Ponesimod – new trial data: OPTIMUM is the phase III trial comparing ponesimod, a sphingosine-1 receptor modulator in development, with teriflunomide in RMS for 108 weeks (n=1131). Ponesimod was administered over a 14-day titration period to minimize the need for first-dose observation. Annualized relapse rates (ARR) were 0.20 with ponesimod versus 0.29 with teriflunomide (Fox et al. AAN 2020; abstract S40.010). Time to 24-week confirmed disability accumulation was reduced 8.1% with ponesimod and 9.9% with teriflunomide, a nonsignificant 16% reduction. Mean number of combined unique active lesions per scan was 1.405 and 3.164, respectively. The rate of no evidence of disease activity (NEDA) was 25% with ponesimod and 16.4% with teriflunomide. The most common adverse events with ponesimod included elevated liver enzymes (19.5% vs. 9.4% with teriflunomide), headache (11.5% vs. 12.7%) and upper respiratory tract infections (10.6% vs. 10.4%) (Sprenger et al. AAN 2020; abstract P5.021). Events of special interest with ponesimod were hepatobiliary/liver enzyme abnormalities (22.7% vs. 12.7% with teriflunomide), hypertension (10.1% vs. 9.0%) and pulmonary events (8.0% vs. 2.7%). In the long-term extension of the phase IIb study, ARR was 0.154 and 6-month confirmed disability accumulation was 20.4% with ponesimod 20 mg at 8 years (Freedman et al. AAN 2020; abstract P9.003).
MRI lesions underreported: New/enlarging lesions reported in clinical trials typically use human readers but this appears to underestimate the true lesion number (White et al. AAN 2020; abstract S45.002). A study obtained MRIs from the phase II SPRINT-MS trial of ibudilast in progressive MS. New/enlarging T2 lesions were identified on 19% of scans using a semi-automated analysis compared to 5% using a human reader. For scans with >1 lesion, the median number of lesions/scan was 2 with the semi-automated method and 0 with a radiologist reader.
Pitolisant – real-world data: Pitolisant (Wakix) is an H3 receptor antagonist/inverse agonist that received FDA approval in August 2019 for the treatment of excessive daytime sleepiness in patients with narcolepsy. Results are available for 623 patients enrolled in the expanded access program (Davis et al. AAN 2020; abstract P3.002). About 98% were previously treated. Patients were titrated to the highest tolerable dose (maximum 35.6 mg/day) over a three-week period and 70% continued to take other narcolepsy medications (e.g. stimulants, sodium oxybate, modafinil, antidepressants). One-third of patients discontinued pitolisant, primarily due to adverse events or lack of effect. The most common adverse events were headache (10.8%), nausea (7.2%), anxiety (5.9%) and insomnia (5.4%). A separate study of 15 narcolepsy patients treated at a sleep medicine clinic reported no significant changes in sleep architecture or sleep quality in patients treated with pitolisant (Triller et al.

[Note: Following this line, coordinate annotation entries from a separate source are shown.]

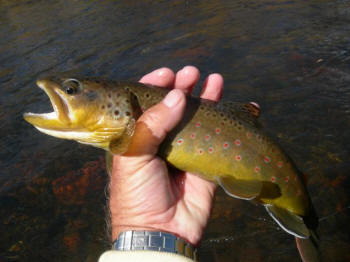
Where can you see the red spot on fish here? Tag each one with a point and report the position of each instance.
(267, 159)
(180, 141)
(238, 142)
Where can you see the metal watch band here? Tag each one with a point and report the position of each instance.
(156, 241)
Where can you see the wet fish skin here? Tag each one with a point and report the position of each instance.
(220, 143)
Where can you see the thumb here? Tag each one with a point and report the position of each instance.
(155, 123)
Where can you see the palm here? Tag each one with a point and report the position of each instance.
(148, 197)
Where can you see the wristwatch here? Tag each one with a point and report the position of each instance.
(154, 240)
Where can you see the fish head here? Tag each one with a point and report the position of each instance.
(89, 111)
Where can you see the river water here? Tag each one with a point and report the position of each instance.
(292, 57)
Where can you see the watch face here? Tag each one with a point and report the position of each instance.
(154, 240)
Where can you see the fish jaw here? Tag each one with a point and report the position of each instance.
(56, 120)
(69, 121)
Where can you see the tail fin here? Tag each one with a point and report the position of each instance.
(308, 248)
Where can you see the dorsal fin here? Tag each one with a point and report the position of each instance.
(248, 112)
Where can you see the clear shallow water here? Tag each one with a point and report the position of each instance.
(292, 57)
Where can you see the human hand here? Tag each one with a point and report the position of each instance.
(143, 194)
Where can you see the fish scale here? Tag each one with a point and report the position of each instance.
(218, 142)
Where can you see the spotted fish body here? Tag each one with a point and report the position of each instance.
(214, 142)
(218, 142)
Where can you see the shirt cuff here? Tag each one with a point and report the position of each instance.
(142, 256)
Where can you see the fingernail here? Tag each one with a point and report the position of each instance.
(172, 98)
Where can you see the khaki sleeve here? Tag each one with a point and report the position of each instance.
(142, 256)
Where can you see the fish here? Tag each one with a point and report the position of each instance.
(249, 165)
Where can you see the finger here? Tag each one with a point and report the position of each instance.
(155, 123)
(212, 88)
(186, 79)
(160, 77)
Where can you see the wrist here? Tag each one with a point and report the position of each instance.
(154, 241)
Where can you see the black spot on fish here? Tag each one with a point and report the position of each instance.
(91, 95)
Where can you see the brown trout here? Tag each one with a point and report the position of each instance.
(219, 142)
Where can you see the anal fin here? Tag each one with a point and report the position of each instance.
(242, 189)
(291, 223)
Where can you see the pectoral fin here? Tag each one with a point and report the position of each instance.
(291, 223)
(121, 144)
(242, 189)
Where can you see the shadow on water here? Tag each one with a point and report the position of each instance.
(292, 57)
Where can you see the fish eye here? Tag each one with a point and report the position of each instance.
(71, 86)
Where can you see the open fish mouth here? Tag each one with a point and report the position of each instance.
(56, 120)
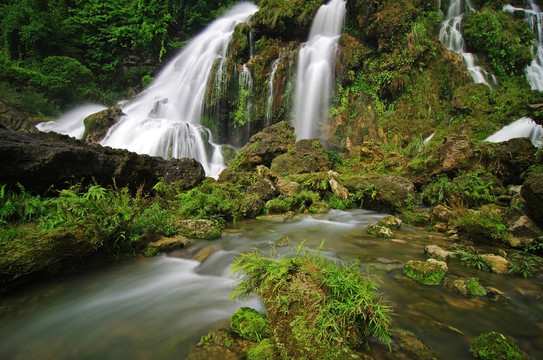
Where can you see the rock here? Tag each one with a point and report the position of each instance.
(493, 345)
(381, 192)
(338, 190)
(166, 244)
(390, 222)
(380, 231)
(39, 160)
(532, 191)
(523, 232)
(264, 189)
(13, 119)
(441, 213)
(263, 147)
(307, 156)
(497, 264)
(287, 188)
(424, 272)
(97, 125)
(435, 251)
(441, 264)
(199, 229)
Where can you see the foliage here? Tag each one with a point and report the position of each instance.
(495, 346)
(505, 40)
(341, 305)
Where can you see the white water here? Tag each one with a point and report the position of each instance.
(534, 18)
(71, 122)
(315, 69)
(523, 127)
(450, 36)
(269, 102)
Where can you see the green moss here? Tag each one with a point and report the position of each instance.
(424, 272)
(250, 324)
(495, 346)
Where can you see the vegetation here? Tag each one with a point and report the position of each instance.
(318, 309)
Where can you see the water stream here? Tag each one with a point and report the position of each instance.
(315, 69)
(451, 37)
(157, 308)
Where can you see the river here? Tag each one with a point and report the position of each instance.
(157, 308)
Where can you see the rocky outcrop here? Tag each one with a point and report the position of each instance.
(532, 191)
(97, 125)
(307, 156)
(39, 160)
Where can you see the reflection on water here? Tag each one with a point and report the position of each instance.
(156, 308)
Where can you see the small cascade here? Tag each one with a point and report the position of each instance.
(315, 69)
(534, 18)
(450, 36)
(71, 122)
(165, 119)
(523, 127)
(270, 100)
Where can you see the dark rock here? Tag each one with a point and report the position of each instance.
(532, 191)
(97, 125)
(39, 160)
(13, 119)
(307, 156)
(380, 192)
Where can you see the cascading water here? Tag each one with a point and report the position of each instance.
(269, 101)
(450, 36)
(523, 127)
(534, 18)
(315, 69)
(165, 119)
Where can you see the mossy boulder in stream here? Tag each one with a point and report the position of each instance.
(495, 346)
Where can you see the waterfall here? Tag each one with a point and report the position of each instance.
(269, 102)
(534, 18)
(523, 127)
(450, 36)
(315, 69)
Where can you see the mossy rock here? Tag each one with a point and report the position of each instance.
(250, 324)
(424, 272)
(495, 346)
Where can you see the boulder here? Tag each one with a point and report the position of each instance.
(39, 160)
(307, 156)
(199, 229)
(384, 193)
(97, 125)
(532, 191)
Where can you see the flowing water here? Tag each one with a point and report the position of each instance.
(315, 69)
(523, 127)
(451, 37)
(157, 308)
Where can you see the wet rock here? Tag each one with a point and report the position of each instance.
(380, 192)
(498, 264)
(380, 231)
(287, 188)
(166, 244)
(424, 272)
(97, 125)
(390, 222)
(264, 189)
(199, 229)
(437, 252)
(532, 191)
(39, 160)
(493, 345)
(307, 156)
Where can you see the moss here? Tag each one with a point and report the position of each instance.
(250, 324)
(495, 346)
(424, 272)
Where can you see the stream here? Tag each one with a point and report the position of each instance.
(157, 308)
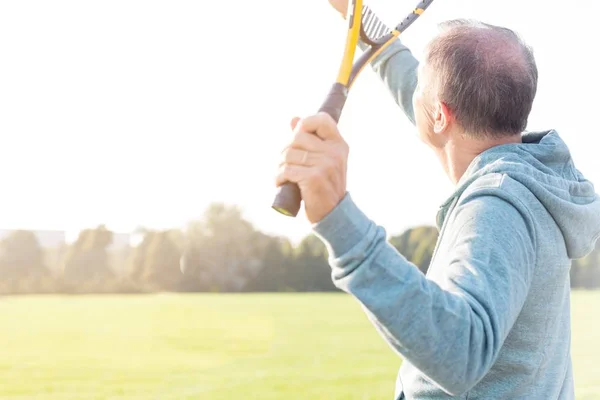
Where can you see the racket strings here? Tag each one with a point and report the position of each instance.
(373, 27)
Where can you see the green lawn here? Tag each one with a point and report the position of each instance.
(288, 346)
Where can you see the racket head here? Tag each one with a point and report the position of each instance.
(375, 32)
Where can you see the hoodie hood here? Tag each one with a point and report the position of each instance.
(543, 164)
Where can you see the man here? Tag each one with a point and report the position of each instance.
(491, 320)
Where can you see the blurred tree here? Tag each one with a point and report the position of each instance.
(223, 251)
(87, 259)
(160, 268)
(310, 270)
(417, 245)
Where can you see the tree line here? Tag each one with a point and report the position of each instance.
(220, 252)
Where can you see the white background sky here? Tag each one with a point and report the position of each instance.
(143, 112)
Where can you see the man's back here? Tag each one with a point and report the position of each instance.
(492, 320)
(539, 179)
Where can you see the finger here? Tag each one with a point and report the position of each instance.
(293, 122)
(321, 124)
(299, 157)
(306, 141)
(291, 173)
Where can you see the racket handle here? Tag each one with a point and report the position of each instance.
(288, 198)
(335, 101)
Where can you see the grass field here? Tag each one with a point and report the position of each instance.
(288, 346)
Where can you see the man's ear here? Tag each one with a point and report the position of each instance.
(441, 118)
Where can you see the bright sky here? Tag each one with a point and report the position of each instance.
(143, 112)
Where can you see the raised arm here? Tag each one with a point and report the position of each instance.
(450, 327)
(397, 68)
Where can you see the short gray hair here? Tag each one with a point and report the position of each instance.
(485, 74)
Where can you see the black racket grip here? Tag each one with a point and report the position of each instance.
(288, 198)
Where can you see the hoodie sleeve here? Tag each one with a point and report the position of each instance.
(397, 68)
(453, 327)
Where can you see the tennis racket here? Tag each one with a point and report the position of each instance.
(363, 24)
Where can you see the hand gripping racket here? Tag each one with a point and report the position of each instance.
(377, 36)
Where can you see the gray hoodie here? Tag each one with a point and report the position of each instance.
(491, 320)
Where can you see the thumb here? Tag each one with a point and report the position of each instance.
(294, 122)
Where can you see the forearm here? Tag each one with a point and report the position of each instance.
(397, 68)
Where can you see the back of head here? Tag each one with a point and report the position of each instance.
(485, 74)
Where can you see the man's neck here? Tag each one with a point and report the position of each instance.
(460, 150)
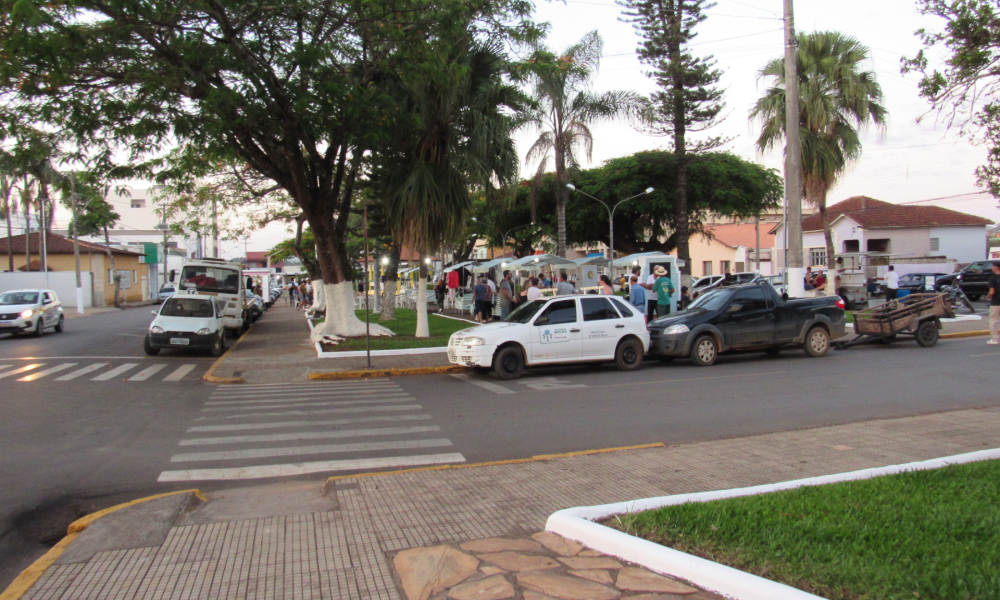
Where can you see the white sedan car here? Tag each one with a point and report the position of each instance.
(564, 329)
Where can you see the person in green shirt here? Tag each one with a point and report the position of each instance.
(664, 289)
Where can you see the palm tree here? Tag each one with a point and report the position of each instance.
(836, 99)
(566, 109)
(458, 135)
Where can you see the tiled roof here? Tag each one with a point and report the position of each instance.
(876, 214)
(55, 244)
(742, 234)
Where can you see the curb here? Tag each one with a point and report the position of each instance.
(579, 524)
(495, 463)
(961, 334)
(28, 577)
(363, 373)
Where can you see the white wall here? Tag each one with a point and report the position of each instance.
(964, 244)
(63, 283)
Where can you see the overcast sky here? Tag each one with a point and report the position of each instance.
(911, 162)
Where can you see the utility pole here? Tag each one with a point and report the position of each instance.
(793, 160)
(76, 241)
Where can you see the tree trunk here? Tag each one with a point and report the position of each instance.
(391, 282)
(338, 287)
(423, 328)
(114, 271)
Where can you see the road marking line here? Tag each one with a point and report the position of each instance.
(114, 372)
(314, 403)
(180, 373)
(486, 385)
(326, 411)
(305, 398)
(308, 435)
(148, 372)
(309, 467)
(257, 426)
(40, 374)
(21, 370)
(83, 371)
(304, 450)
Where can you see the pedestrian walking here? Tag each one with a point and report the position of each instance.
(506, 295)
(891, 284)
(664, 289)
(994, 297)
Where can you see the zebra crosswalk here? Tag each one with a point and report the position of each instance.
(279, 430)
(98, 371)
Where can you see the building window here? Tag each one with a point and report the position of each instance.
(817, 257)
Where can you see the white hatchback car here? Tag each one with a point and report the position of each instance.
(30, 311)
(564, 329)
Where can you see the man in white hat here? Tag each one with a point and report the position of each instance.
(664, 289)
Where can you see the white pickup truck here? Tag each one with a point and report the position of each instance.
(563, 329)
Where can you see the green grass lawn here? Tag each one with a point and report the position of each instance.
(923, 535)
(404, 326)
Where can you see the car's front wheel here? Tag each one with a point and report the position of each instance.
(508, 363)
(628, 355)
(704, 351)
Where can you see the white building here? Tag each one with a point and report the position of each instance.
(862, 224)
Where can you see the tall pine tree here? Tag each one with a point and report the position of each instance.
(688, 100)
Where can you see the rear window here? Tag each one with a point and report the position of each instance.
(187, 307)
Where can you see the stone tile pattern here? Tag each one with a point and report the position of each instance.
(346, 554)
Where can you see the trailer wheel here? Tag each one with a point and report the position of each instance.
(927, 334)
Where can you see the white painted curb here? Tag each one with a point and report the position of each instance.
(578, 524)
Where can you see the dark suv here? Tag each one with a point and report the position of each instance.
(973, 279)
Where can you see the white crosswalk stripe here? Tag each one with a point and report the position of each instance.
(68, 371)
(268, 430)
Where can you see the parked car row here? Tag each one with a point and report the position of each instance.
(581, 328)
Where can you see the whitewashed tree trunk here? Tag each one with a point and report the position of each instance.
(341, 322)
(388, 300)
(423, 328)
(319, 295)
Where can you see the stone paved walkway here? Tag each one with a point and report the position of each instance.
(292, 541)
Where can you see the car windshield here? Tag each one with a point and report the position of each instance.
(210, 279)
(12, 298)
(524, 313)
(712, 300)
(187, 307)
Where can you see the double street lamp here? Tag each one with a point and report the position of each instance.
(611, 215)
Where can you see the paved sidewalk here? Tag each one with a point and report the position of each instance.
(299, 540)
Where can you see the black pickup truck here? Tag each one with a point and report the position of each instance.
(747, 317)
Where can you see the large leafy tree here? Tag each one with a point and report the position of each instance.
(688, 100)
(458, 136)
(564, 111)
(837, 97)
(295, 89)
(965, 88)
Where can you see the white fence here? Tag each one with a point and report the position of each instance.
(63, 283)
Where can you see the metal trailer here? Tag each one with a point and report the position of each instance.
(917, 315)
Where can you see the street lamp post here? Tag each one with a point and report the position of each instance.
(611, 216)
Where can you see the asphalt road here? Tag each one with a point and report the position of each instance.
(70, 447)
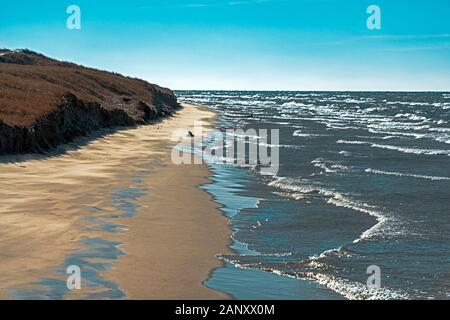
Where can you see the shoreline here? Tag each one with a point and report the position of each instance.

AAN 2020; abstract P3.001).
Clinical tip of the day: Most patients will experience significant blood pressure elevations during alemtuzumab infusions. A Canadian retrospective study at the London MS clinic looked at BP changes in 31 patients receiving alemtuzumab (Shosha et al. AAN 2020; abstract P7.003). Mean age was 35 years; mean duration of MS was 9.2 years. None had a history of hypertension or vascular events. Systolic BP increased by a mean of 19.2 mmHg during cycle 1, with an average increase of 16% over the first five doses. Diastolic BP increased by 6.2 mmHg during cycle 1 doses. Similar increases were seen in cycle 2 (SBP 16.9 mmHg, DBP 5.4 mmHg) and cycle 3 (SBP 8.9 mmHg, DBP 4.2 mmHg). Overall, 54.8% had >20% increase above baseline BP during their infusions.